Le TAPI a, à leur suite, à juste titre retenu que l’OCAN avait veillé à une implantation du projet permettant de préserver au mieux la végétation existante, à l’exception de l’abattage de quatre arbres, mais une obligation d’en replanter pour CHF 21'500.-. Vu la dérogation accordée pour intervenir dans le domaine vital de végétaux, l’OCAN a requis qu’un arboriste-conseil soit mandaté pour le suivi des travaux à proximité des arbres conservés et pour la mise en place des mesures prophylactiques.

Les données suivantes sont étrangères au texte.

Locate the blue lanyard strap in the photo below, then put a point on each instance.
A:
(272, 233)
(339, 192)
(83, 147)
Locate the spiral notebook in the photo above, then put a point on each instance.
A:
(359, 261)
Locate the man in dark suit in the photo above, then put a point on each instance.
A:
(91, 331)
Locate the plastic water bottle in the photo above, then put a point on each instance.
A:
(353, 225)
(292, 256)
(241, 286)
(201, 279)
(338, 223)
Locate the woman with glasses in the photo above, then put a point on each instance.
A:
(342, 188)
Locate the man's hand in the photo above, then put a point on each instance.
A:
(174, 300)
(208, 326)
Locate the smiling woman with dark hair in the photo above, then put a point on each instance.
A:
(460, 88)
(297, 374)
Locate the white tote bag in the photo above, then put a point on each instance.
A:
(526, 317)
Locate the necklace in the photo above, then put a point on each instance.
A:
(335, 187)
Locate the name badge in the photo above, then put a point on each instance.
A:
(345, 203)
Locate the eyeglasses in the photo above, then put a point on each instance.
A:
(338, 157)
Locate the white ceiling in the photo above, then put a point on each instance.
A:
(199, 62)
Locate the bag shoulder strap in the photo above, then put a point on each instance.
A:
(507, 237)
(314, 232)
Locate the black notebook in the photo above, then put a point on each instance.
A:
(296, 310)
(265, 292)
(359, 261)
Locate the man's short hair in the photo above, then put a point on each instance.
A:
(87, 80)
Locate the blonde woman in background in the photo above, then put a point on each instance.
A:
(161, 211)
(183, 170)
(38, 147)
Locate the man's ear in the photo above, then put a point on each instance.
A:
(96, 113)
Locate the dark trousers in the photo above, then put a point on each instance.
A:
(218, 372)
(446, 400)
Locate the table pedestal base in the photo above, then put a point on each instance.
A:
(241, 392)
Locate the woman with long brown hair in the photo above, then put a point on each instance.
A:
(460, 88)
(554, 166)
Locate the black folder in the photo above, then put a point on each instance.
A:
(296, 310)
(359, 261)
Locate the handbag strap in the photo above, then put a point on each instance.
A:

Les recourants n’amènent aucun élément au stade du recours permettant de remettre en cause le raisonnement du TAPI selon lequel leur allégation de la création d’un danger pour les usagers d’un accès à la future construction par le chemin F______ n’est nullement étayée et ne repose que sur des conjectures.

Enfin, le fait que d’autres villas soient construites dans le secteur, plutôt que des habitats groupés, ne saurait avoir pour conséquence qu’une telle construction ne puisse y trouver place, alors que l’autorisation litigieuse est conforme au droit.

Au vu de ce qui précède, le département et le TAPI n’ont pas excédé leur pouvoir d'appréciation ni violé le droit en délivrant l'autorisation de construire DD 1______, respectivement en la confirmant.

Entièrement mal fondé, le recours sera rejeté.

9.             Vu l’issue du litige, un émolument de CHF 2’000.- sera mis à la charge solidaire des recourants (art. 87 al. 1 LPA). Une indemnité de procédure de CHF 2’000.- sera allouée conjointement à C______ et D______, à la charge solidaire des recourants (art. 87 al. 2 LPA).

 

* * * * *

PAR CES MOTIFS
LA CHAMBRE ADMINISTRATIVE

à la forme :

déclare recevable le recours interjeté le 31 mai 2023 par A______ et B______ contre le jugement du Tribunal administratif de première instance du 27 avril 2023 ;

au fond :

le rejette ;

met un émolument de CHF 2'000.- à la charge solidaire de A______ et B______ ;

alloue une indemnité de procédure de CHF 2'000.- à C______ et D______, pris conjointement, à la charge solidaire de A______ et B______ ;

dit que conformément aux art. 82 ss de la loi fédérale sur le Tribunal fédéral du 17 juin 2005 (LTF - RS 173.110), le présent arrêt peut être porté dans les trente jours qui suivent sa notification par-devant le Tribunal fédéral, par la voie du recours en matière de droit public ; le mémoire de recours doit indiquer les conclusions, motifs et moyens de preuve et porter la signature du recourant ou de son mandataire ; il doit être adressé au Tribunal fédéral, 1000 Lausanne 14, par voie postale ou par voie électronique aux conditions de l'art. 42 LTF. Le présent arrêt et les pièces en possession du recourant, invoquées comme moyens de preuve, doivent être joints à l'envoi ;

communique le présent arrêt à A______ et B______, à Me Olivier BRUNISHOLZ, avocats des intimés, au département du territoire ainsi qu’à l’office fédéral du développement territorial (ARE).

Siégeant : Valérie LAUBER, présidente, Francine PAYOT ZEN-RUFFINEN, Claudio MASCOTTO, juges.

Au nom de la chambre administrative :

la greffière-juriste :

 

 

S. HÜSLER ENZ

 

 

la présidente siégeant :

 

 

V. LAUBER

 

Copie conforme de cet arrêt a été communiquée aux parties.